Community Development Publications
Consumer Credit Trends for Travis County
May 2020 Update
The following report was written prior to the onset of the coronavirus (COVID-19) crisis. Large numbers of consumers across the country are now experiencing job losses, pay cuts and related challenges that have the potential to strain their credit and financial health. The analysis in this report uses data from 2003 through 2018 and touches on three important concepts that may be illuminating for the current situation:
- Trends in borrowing and delinquent payment rates for auto, credit card, mortgage and student debt.
- Geography of credit scores
- Credit economy inclusion, an estimate of who has access to loans.
As the pandemic unfolds in present day, this information can serve as a baseline for pre-COVID-19 credit performance and may be useful in helping predict which ZIP codes and populations are most vulnerable to financial distress.
As federal and local governments, as well as private lenders, debate terms of policies such as mortgage forbearance and student loan deferment, the impact of their decisions will eventually become clear in the data. Will the improvement we have seen in the mortgage market after the Great Recession continue through this pandemic? Will deferring student loan payments flatten out the rise in delinquency rates long term or simply delay an even larger spike? Will the signs of trouble in the car loan market worsen, or economic stimulus packages improve these trends?

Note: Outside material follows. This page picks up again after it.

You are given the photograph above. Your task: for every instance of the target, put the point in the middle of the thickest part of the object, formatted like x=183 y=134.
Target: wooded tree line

The answers to these questions remain to be seen but will be explored in depth in the coming months and years. Stay tuned on the Consumer Credit Trends page for updates.
This report provides a look at important debt trends and loan performance in Travis County and is the next in a series on Consumer Credit Trends. It uses a 5 percent nationally representative sample of consumer-level and loan-level data from Equifax—one of the country’s three main credit bureaus. This report uses Equifax data to analyze four major types of consumer loans: auto, credit card, mortgage and student. It uses Equifax Risk Scores, a specific type of credit score, which uses data points such as previous payment history, current amount of debt held and credit history length, to measure credit health. This report is part of our consumer credit series, which aims to provide a comprehensive view of credit access, loan volumes and delinquencies across the state. For more on methodology and background, see Consumer Credit Trends for Texas.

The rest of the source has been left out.